Hamilton, Ontario McMaster University scientists compared three groups of 30 overweight and obese, but otherwise healthy, premenopausal women. Each group consumed either low, medium or high amounts of dairy foods coupled with higher or lower amounts of protein and carbohydrates.
Additionally, each group exercised seven days per week for four months, a regimen including daily aerobic exercise + two days of circuit resistance training/weightlifting.
At the end of four months, participants in the three groups lost identical amounts of total weight.
The higher-protein, high-dairy group experienced greater whole-body fat and abdominal fat losses, greater lean mass gains, and greater increases in strength.
The lower-protein, low-dairy group lost about a pound and half of muscle, whereas the higher-protein, high-dairy group actually gained a pound and half of muscle—a three-pound difference.
Andrea Josse, lead author of the study, says, “One hundred percent of the weight lost in the higher-protein group was fat. And the participants gained muscle mass, which is a major change in body composition.”

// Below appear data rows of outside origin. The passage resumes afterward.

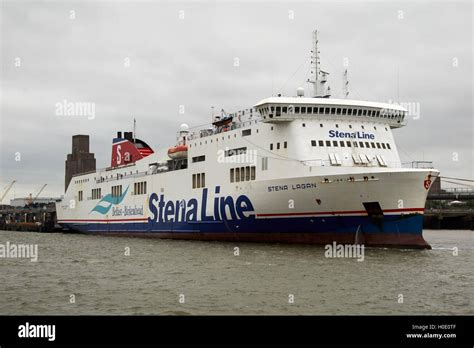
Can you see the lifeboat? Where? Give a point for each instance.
(178, 152)
(222, 122)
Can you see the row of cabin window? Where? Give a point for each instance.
(285, 145)
(278, 110)
(242, 174)
(199, 180)
(81, 181)
(96, 193)
(349, 143)
(139, 188)
(362, 159)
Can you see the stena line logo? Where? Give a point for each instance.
(225, 208)
(108, 201)
(355, 135)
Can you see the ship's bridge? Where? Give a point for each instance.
(284, 109)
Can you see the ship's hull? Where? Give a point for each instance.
(393, 231)
(376, 209)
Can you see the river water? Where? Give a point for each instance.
(79, 274)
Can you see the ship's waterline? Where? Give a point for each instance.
(109, 275)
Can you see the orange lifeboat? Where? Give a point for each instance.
(178, 152)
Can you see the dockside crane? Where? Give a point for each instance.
(31, 200)
(7, 190)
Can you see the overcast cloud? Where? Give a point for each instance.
(424, 57)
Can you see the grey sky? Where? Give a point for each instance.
(190, 62)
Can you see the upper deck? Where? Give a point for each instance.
(284, 109)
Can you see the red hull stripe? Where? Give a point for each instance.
(265, 215)
(103, 220)
(344, 212)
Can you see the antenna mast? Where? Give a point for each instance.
(318, 77)
(134, 129)
(345, 84)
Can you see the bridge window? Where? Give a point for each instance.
(264, 163)
(201, 158)
(381, 161)
(96, 193)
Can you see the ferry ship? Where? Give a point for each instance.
(312, 170)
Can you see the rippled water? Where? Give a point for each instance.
(214, 281)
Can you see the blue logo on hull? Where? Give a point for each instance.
(110, 201)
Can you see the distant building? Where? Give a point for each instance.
(21, 202)
(80, 160)
(435, 187)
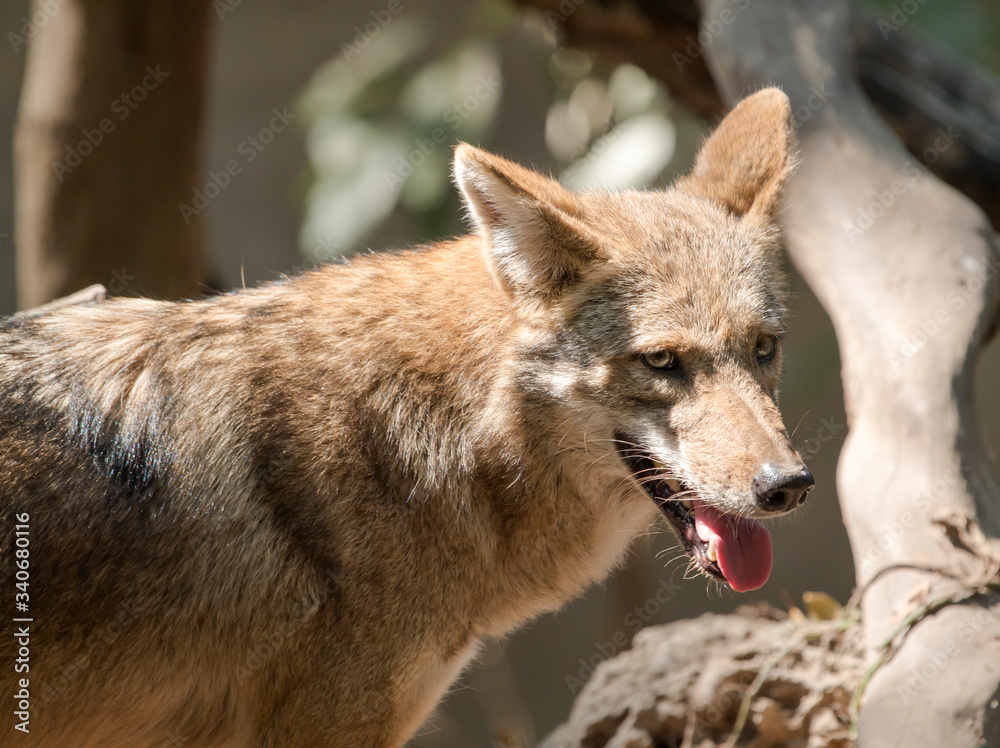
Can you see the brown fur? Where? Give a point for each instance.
(288, 516)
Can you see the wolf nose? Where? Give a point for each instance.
(778, 490)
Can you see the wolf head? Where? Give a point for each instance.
(654, 321)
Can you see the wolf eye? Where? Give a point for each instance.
(767, 346)
(661, 361)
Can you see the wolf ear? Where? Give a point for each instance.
(744, 163)
(535, 243)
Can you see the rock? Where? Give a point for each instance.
(685, 683)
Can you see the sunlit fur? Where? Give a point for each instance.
(289, 515)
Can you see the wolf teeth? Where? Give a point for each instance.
(713, 550)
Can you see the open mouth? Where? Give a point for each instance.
(732, 549)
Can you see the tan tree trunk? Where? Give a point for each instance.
(907, 268)
(107, 147)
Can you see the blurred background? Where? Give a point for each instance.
(369, 113)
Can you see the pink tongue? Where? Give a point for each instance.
(744, 548)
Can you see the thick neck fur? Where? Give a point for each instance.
(385, 378)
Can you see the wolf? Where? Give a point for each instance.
(290, 515)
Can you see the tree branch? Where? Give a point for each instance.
(915, 84)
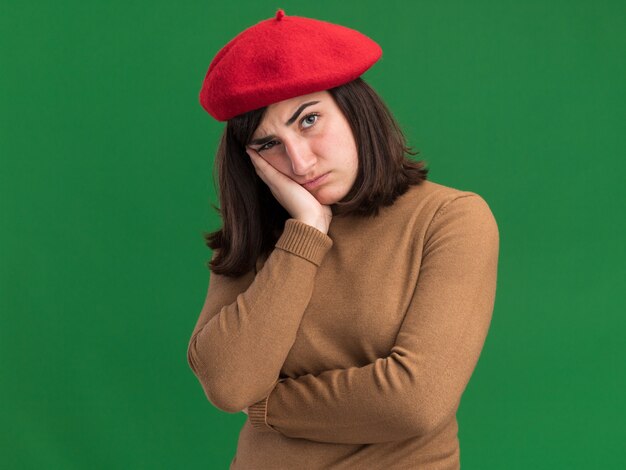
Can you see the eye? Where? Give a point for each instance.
(305, 119)
(265, 147)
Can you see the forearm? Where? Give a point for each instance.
(238, 347)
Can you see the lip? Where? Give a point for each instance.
(313, 183)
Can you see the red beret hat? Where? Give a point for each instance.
(281, 58)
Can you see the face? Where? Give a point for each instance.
(307, 137)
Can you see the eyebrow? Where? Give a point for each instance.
(267, 138)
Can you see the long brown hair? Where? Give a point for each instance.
(253, 220)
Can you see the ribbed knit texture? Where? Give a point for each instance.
(304, 240)
(352, 349)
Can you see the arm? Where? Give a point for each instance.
(419, 385)
(248, 325)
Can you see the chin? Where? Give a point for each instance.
(326, 198)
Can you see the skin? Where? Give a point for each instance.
(318, 141)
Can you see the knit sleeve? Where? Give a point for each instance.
(418, 386)
(248, 324)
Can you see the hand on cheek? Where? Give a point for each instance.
(296, 199)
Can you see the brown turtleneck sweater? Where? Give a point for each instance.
(352, 349)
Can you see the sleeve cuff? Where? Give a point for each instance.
(257, 413)
(305, 241)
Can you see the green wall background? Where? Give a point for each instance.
(105, 190)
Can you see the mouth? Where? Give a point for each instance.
(314, 181)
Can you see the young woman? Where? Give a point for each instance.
(349, 297)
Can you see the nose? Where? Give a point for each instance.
(300, 155)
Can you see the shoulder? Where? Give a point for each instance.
(432, 199)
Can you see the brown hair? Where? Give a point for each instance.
(253, 220)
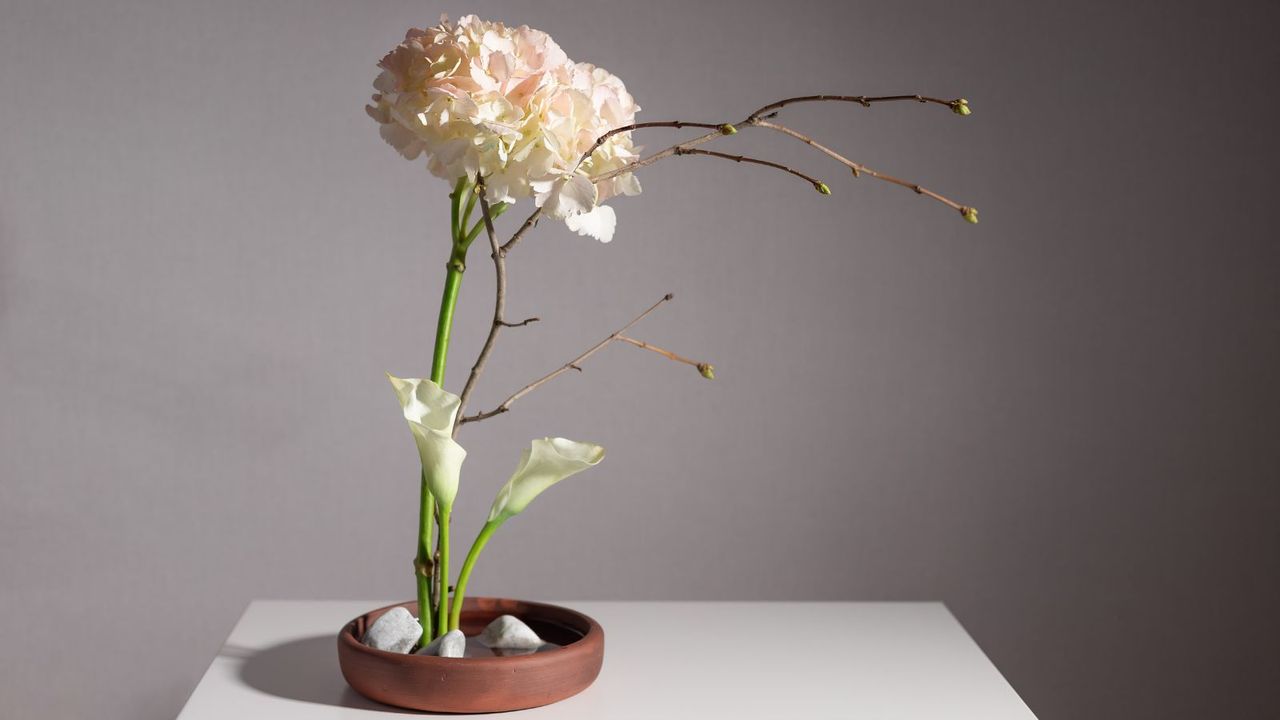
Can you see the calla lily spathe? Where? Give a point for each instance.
(430, 411)
(545, 463)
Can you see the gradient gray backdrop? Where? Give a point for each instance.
(1061, 422)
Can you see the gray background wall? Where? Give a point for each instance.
(1060, 422)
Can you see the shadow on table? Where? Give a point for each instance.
(305, 670)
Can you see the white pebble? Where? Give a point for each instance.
(508, 633)
(396, 630)
(449, 645)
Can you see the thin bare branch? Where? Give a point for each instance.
(571, 365)
(659, 155)
(520, 324)
(865, 101)
(676, 124)
(499, 304)
(705, 369)
(859, 169)
(520, 233)
(817, 183)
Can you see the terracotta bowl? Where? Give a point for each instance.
(478, 684)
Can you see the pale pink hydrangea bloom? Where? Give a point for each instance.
(508, 103)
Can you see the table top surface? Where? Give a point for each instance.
(741, 660)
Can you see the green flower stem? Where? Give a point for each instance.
(423, 566)
(494, 213)
(443, 618)
(467, 565)
(428, 598)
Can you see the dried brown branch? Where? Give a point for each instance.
(571, 365)
(520, 324)
(499, 304)
(817, 183)
(705, 369)
(520, 233)
(865, 101)
(676, 124)
(859, 169)
(759, 118)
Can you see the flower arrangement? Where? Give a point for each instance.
(503, 115)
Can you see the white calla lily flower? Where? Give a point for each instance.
(545, 463)
(430, 411)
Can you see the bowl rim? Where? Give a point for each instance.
(586, 645)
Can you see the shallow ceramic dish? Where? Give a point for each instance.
(478, 684)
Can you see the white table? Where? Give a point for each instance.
(878, 660)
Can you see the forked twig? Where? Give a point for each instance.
(571, 365)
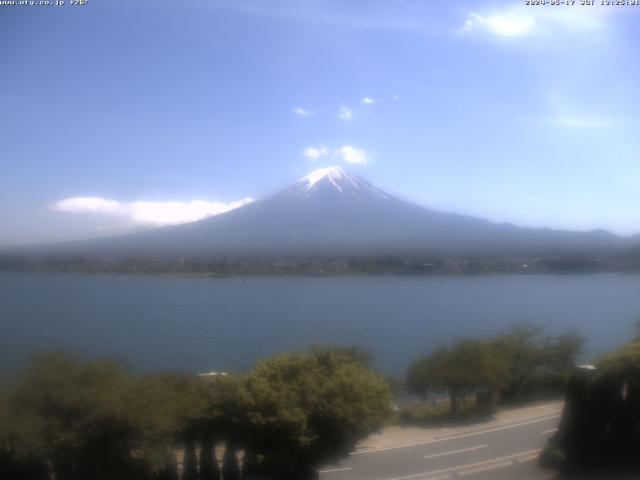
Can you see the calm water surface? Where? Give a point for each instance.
(203, 324)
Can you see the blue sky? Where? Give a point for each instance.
(127, 114)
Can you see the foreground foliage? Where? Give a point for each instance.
(510, 366)
(78, 419)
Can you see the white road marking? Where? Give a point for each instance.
(455, 437)
(486, 468)
(453, 452)
(332, 470)
(457, 469)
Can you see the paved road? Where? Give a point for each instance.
(498, 453)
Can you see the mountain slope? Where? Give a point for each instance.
(331, 211)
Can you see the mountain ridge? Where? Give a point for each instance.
(334, 212)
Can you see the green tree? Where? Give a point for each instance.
(464, 367)
(304, 409)
(522, 353)
(72, 415)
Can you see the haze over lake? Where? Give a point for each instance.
(204, 324)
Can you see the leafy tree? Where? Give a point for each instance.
(72, 415)
(303, 409)
(464, 367)
(520, 349)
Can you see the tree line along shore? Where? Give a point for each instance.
(72, 418)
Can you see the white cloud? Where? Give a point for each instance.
(581, 121)
(345, 153)
(352, 155)
(507, 25)
(147, 212)
(315, 153)
(522, 21)
(345, 113)
(302, 112)
(87, 205)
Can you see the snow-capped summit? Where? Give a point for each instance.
(334, 180)
(331, 211)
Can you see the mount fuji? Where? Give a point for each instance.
(334, 212)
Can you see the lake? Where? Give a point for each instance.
(205, 324)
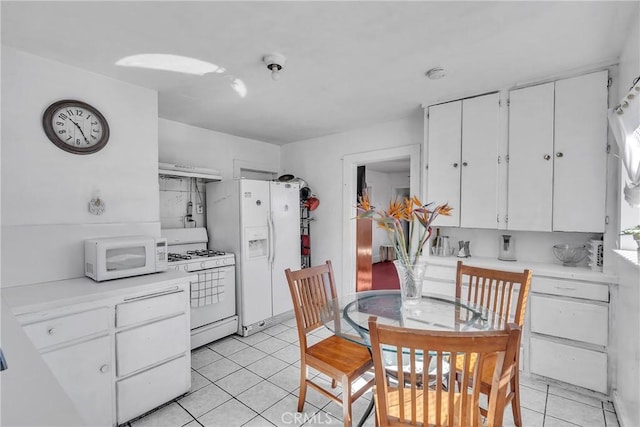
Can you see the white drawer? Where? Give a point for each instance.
(573, 365)
(66, 328)
(574, 320)
(149, 308)
(150, 389)
(149, 344)
(441, 273)
(570, 288)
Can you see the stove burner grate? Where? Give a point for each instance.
(177, 257)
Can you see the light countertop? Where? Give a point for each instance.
(31, 298)
(537, 268)
(631, 257)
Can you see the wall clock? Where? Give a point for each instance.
(75, 126)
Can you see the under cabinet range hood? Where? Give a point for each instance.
(183, 171)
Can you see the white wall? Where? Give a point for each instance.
(629, 69)
(194, 146)
(45, 190)
(319, 162)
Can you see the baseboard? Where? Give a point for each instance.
(623, 416)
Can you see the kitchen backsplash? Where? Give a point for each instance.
(529, 245)
(175, 194)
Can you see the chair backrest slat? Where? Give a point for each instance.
(312, 290)
(420, 395)
(494, 289)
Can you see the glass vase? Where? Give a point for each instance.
(410, 276)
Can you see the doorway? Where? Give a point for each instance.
(379, 161)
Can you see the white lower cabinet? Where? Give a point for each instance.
(151, 388)
(84, 372)
(570, 332)
(118, 356)
(569, 363)
(141, 347)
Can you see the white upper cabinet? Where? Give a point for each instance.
(479, 188)
(580, 166)
(443, 176)
(557, 155)
(530, 186)
(463, 160)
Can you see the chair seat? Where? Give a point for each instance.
(393, 408)
(340, 355)
(486, 376)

“The preservation or even gain of muscle is very important for maintaining metabolic rate and preventing weight regain, which can be a major problem for many seeking to lose weight.”
Speaking of the twice as much belly fat the higher-protein group lost, Josse notes, “Fat in the abdomen is thought to be especially bad for cardiovascular and metabolic health, and it seems—according to what we found in this study—increasing calcium and protein in the diet may help to further promote loss of fat from the worst storage area in the body.”
My Take on the study: I’m a bit wary of studies paid for by the industry whose product is under examination. After all, it was the American Bottled Water Association that sponsored the study that concluded it was vital we all drink eight 8 oz glasses of water daily, a recommendation that discounted the water we get from fruits, vegetables and other beverages, coffee included.
Yes, coffee acts as a diuretic, but so does water.